As we sat talking, I looked at her and wondered if she noticed anything different about me. I felt completely different to the way I had felt just twenty-four hours earlier. Something fundamental had changed and I didn’t think I would ever be the same again.
But Wendy seemed to believe my tummy-ache lie and didn’t notice anything else. She chatted away as normal about what had happened at school and passed on news of our other friends.
I was relieved it was half-term. Normally I loved school but I couldn’t face going back to mix with my friends again the way I was feeling. I was broken, damaged, dirty. Keeping up pretence was normal for me, but I wasn’t sure I’d be able to pretend this time.
Before Wendy left, she asked if I would like to go on the Sunday school outing that Saturday, if I felt better. I said that I would. Anything rather than stay there, where he could get me if he chose to. It was agreed that I would spend the Friday night at her house, because it was to involve an early start in the morning.
The next few days were difficult. I was still very shaken. My body was hurting and the mental anguish was almost unbearable. What had he done to me? How could I stop him doing it again?
The Sunday school outing was light relief, though. All the teachers knew me and had heard that I hadn’t been well. They could probably see that things weren’t right with me and because of this gave me more attention and kindness than usual. This helped me a little and I began to feel slightly better.
I was still terrified about what would happen the following Tuesday. The thought of Bill, my abuser, picking me up and doing the same thing again made me feel physically sick. Wendy also attended confirmation classes, though, and this gave me an idea. I asked Mum if she could stay over at our house on a Tuesday night, and because Mum
couldn’t think of a reason why not, she agreed.
I was relieved beyond words when Wendy said she would love to do this, that it would be fun. It was as though a heavy horrible weight had been lifted from my shoulders. I was safe. God was listening after all.
When Uncle Bill turned up and realised he had two girls to ferry home on Tuesday, he seemed cross, but he could hardly retract the promise he’d made in front of the vicar and say he wasn’t going to collect us after all. He could do nothing but let us into the back of the car and drive us straight home.
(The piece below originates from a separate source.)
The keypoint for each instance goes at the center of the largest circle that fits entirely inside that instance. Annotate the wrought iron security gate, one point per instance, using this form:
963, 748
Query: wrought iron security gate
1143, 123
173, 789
Soon it was spring and the evenings became light enough for us to walk home, and then the classes finished and I was confirmed. Wendy and I were very excited about the confirmation service. We were to wear white for this special occasion and I knew that white was a pure, special colour: brides wore white and so did angels. Wendy’s mum was getting her a new dress and I asked if I could have one too. Mum said no, absolutely not, but Nana C volunteered to make me one. She was good at dressmaking and she created a beautiful white dress that made me feel as if I were a bride for the day.
Mum didn’t attend my confirmation but my dad and Nana C did. Dad looked so proud of me that it made me wish Mum had been there, because I wished I could have seen that look on her face. But it wouldn’t have been there; I knew that deep down.
During the service I prayed that I could be cleansed of the horrendous happenings of the past years. I prayed with all my heart that now I was a full member of the church, God would look after me. That at last he would start to listen to me. Surely he would.
Chapter Eight
Mum was furious when she got a letter home to say that I had failed the second part of the Eleven Plus because of collapsing in the middle of the exam. She charged up to the school for a crisis meeting with my teacher, cross that I was going to be sent to the secondary modern rather than the grammar school. She had never taken an interest in my education up to this point and had always failed to turn up for any meetings at school to discuss my progress, but now, all of a sudden, she seemed to feel that the school I went to next would reflect on her. She wanted the status of having a daughter who was bright enough for grammar school, and she wasn’t giving in on that point.